The message loss issue is related to how we trigger 'drain' using 'addCredit(1)'. Our 'receiver.drain; receiver.addCredit(1)' pattern actually does add a credit, which shows up in the flow frame that gets sent for our drain. This has led to occasionally receiving more messages than we intended.

The second part of this was that we were masking this error because we had code that specifically threw out messages if more arrived than were requested. If the message was being auto-renewed it's possible for the message to appear to be missing, and if we were in receiveAndDelete the message is effectively lost at that point. That code is now removed (we defer to just allowing the extrra message, should a bug arise that causes that) and we log an error indicating it did happen.

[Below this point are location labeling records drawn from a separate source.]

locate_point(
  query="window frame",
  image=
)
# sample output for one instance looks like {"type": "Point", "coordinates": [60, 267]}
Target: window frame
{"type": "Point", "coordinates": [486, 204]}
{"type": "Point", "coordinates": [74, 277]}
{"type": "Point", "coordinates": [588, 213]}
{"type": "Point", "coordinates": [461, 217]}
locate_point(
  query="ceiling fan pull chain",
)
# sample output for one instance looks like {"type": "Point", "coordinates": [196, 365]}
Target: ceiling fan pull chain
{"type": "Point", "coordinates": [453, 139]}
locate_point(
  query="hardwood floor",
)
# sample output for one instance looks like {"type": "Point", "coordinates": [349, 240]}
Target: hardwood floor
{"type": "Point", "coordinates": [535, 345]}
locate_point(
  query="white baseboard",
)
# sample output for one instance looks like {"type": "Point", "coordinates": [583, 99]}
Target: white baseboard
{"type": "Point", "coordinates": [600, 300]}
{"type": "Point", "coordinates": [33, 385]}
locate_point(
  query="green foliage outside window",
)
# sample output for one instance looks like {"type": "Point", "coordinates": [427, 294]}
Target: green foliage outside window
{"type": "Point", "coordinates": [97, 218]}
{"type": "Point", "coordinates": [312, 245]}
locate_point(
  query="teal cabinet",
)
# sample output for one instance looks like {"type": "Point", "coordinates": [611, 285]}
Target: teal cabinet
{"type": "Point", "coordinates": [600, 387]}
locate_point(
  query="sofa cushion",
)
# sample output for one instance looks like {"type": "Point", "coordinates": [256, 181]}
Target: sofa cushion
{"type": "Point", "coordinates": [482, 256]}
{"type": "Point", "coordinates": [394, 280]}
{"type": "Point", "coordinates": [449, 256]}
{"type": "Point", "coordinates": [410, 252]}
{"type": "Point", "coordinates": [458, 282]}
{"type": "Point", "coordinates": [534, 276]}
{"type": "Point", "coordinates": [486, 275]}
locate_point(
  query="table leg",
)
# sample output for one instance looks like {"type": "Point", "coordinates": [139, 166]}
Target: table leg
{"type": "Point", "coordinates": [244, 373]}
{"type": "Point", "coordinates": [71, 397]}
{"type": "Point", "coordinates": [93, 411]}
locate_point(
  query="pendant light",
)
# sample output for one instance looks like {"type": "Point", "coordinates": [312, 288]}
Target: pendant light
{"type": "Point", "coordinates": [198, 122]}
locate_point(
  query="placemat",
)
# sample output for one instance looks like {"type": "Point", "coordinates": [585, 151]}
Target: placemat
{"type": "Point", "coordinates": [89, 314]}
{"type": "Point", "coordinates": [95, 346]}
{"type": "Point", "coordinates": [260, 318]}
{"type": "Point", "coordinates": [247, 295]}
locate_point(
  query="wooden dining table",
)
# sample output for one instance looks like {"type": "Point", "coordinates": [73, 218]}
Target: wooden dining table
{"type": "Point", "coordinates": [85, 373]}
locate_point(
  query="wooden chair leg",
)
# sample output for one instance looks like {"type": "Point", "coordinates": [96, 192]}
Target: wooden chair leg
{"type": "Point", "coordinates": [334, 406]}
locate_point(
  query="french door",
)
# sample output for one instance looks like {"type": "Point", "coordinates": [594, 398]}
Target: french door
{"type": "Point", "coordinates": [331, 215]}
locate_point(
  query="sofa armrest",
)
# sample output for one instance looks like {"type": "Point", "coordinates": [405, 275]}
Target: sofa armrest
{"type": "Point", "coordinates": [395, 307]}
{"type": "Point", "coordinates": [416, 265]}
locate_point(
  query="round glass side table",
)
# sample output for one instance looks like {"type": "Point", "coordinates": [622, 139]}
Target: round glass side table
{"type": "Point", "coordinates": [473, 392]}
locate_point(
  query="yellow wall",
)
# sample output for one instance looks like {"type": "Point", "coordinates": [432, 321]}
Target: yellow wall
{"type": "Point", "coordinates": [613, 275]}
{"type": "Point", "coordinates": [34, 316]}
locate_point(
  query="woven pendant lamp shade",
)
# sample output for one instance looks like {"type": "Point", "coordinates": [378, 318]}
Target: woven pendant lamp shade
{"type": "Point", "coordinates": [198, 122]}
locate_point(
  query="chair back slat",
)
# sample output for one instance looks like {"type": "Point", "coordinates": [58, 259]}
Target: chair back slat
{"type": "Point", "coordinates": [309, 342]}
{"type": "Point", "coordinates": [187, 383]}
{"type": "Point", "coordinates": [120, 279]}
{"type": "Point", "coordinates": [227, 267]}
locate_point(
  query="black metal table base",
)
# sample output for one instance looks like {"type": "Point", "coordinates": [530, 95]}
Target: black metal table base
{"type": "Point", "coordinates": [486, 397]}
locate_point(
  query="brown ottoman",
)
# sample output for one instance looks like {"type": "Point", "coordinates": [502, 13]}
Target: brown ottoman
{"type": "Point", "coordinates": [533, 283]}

The rhea error message appeared to be triggered by our accidentally allowing multiple overlapping 'drain's to occur (finalAction did not check to see if we were already draining and would allow it to happen multiple times). Removing the concurrent drains fixed this issue but I didn't fully investigate why.

Fixes #15606, #15115

…essage from rhea. The message loss issue is related to how we trigger 'drain' using 'addCredit(1)'. Our 'receiver.drain; receiver.addCredit(1)' pattern actually does add a credit, which shows up in the flow frame that gets sent for our drain. This has led to occasionally receiving more messages than we intended. The second part of this was that we were masking this error because we had code that specifically threw out messages if more arrived than were requested. If the message was being auto-renewed it's possible for the message to appear to be missing, and if we were in receiveAndDelete the message is effectively lost at that point. That code is now removed (we defer to just allowing the extrra message, should a bug arise that causes that) and we log an error indicating it did happen. The rhea error message appeared to be triggered by our accidentallly allowing multiple overlapping 'drain's to occur (finalAction did not check to see if we were _already_ draining and would allow it to happen multiple times). Removing the concurrent drains fixed this issue but I didn't fully investigate why.

…hack.

richardpark-msft · 2021-06-25T21:31:13Z

/azp run js - service-bus - tests

azure-pipelines · 2021-06-25T21:31:25Z

Azure Pipelines successfully started running 1 pipeline(s).

chradek

I see you added a stress test scenario. Were you ever able to find a way to reliably reproduce the issue in a controlled environment? I didn't see any non-stress tests added.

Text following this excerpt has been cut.